23 November 2012

Are You a Jerk? Of Course Not … Character and Situations


If you have a driver’s license and actually drive on public roads you have encountered for sure at least one situation when someone cut you off. Similarly while shopping in a supermarket when approaching slowly the cash register it has happened to you at least once that someone came in a hurry and just went in front of you at the cue. If these things have never happened to you (which makes you an outlier) for sure you were in a situation where a complete stranger had done something that has mildly affected you in a negative way. Someone cutting you off on a street or getting in front of you in line at a supermarket are annoying things, but not really bad.

Most likely your reaction towards the person who caused you this discomfort was something like “this guy is a jerk” or “he’s an idiot / ass h*le”. Your natural reaction is to blame the bad behavior on the person’s character or how psychologists like to call it – personality.

Now let’s make a thought exercise. Imagine that you are on your lunch break and right after you have a very important meeting with your boss (or a client) and it is absolutely vital that you are on time in the office. At the same time you need to get something from the supermarket and you went during the lunch break to buy it. You have 5 minutes to go through the cash register cue and get back to your office. You see that the cue is not long and you are happy that you’ll make it in time. As you approach the cash register you see a middle aged lady approaching the line with a shopping cart full of stuff. Naturally you step your pace and get in line just in front of her. Does this sound plausible? Most likely it does.

Did you do anything wrong? Of course not! The lady throws you an angry look and says simply “JERK”. Now you are surprised because (in your mind) you did nothing wrong. You were in a hurry to get to your very important meeting in time. Plus you know that the lady would have needed at least 15 minutes to place all her stuff on the counter, to complain to the cashier that prices have gone up, to search for her wallet, count the money, count the change twice and so on.

Taking a step back and looking to both situations – someone getting in front of YOU in the line and YOU getting in front of the lady with a lot of stuff in her shopping cart, we will realize that they are extremely similar.  The only real difference is the perspective. In the first situation you would call the person who got in front of you a “jerk” but when you are called a “jerk” you are at least surprised. Are you really a “jerk”? For sure you don’t consider yourself a “jerk”…

What is going on here is two-folded. First, each and every one of us humans needs to feel good about ourselves. We need to live with ourselves and subsequently we need to have a good opinion about us. The bottom-line here is that jerks don’t think about themselves as jerks. Jerks think of themselves as normal or even nice people and “the others” are weird.

Don’t get me wrong, I’m not saying that the person cutting in line is a jerk who has a good opinion about himself. The key idea is that we need to justify our actions. Of course everyone who has received a minimum of education knows that cutting in line is not exactly a nice gesture. At the same time we have a need to justify our actions and the person who got in front of the lady with a lot of stuff in her cart has to justify this action. The immediate and pertinent justification is that he was in a hurry to get back to the office in time for the very important meeting.

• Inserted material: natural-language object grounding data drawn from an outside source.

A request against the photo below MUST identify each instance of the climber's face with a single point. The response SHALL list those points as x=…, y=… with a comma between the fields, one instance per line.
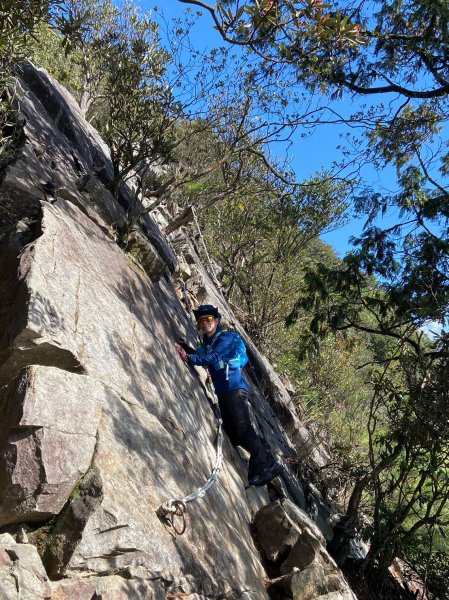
x=208, y=324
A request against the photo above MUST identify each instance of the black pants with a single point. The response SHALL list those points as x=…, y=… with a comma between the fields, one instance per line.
x=237, y=424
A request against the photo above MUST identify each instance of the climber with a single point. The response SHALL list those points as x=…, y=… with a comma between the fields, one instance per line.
x=223, y=354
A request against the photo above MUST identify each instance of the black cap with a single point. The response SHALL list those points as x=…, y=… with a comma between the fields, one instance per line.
x=206, y=309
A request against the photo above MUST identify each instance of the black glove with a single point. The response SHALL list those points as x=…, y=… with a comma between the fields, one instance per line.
x=181, y=342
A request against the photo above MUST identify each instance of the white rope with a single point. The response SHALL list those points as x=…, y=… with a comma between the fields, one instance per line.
x=176, y=508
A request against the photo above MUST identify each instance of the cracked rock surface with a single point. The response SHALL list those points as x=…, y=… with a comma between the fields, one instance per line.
x=100, y=421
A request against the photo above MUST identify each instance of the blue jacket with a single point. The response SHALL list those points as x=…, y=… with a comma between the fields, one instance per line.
x=215, y=354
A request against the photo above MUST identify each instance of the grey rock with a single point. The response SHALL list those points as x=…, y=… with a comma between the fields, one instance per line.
x=22, y=575
x=46, y=442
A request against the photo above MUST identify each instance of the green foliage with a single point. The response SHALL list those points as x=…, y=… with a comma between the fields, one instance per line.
x=18, y=21
x=47, y=49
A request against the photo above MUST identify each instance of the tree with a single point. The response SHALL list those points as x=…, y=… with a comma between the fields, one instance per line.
x=18, y=22
x=393, y=57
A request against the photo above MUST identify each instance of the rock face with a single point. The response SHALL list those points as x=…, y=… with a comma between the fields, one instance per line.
x=100, y=421
x=292, y=543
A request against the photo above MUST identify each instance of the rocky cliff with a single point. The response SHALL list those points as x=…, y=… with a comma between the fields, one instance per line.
x=100, y=421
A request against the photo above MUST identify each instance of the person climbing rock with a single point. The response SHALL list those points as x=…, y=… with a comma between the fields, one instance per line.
x=223, y=353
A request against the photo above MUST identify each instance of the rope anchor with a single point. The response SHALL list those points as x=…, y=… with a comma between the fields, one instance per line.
x=176, y=509
x=169, y=511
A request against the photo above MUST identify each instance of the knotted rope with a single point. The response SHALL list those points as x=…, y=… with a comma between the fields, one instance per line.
x=174, y=509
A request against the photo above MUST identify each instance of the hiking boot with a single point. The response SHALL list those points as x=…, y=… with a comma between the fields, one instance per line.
x=266, y=475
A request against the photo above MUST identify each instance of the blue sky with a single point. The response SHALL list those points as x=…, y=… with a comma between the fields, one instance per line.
x=307, y=154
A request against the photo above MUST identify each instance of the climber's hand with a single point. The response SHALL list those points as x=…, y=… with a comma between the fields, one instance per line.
x=182, y=353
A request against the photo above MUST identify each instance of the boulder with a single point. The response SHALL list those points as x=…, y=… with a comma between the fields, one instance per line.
x=48, y=426
x=285, y=533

The second thing that is happening is that when you are the one doing the unpleasant deed, you become aware of other factors that have influenced your behavior apart from your personality. You KNOW that you are in a hurry. The lady in front of whom you got in line DOESN'T KNOW that you are in a hurry.

When judging someone else’s actions (or behaviors as psychologists like to say) humans infer that the action is a product of the personality (character) and ONLY of the personality of the person who does the action.

When judging our own actions, we become aware of other forces that have influenced our behavior such as contextual factors. What other forces and how they influence human behavior I will present later. The key learning of this post is that someone’s behavior is a product of more factors than just personality (or character).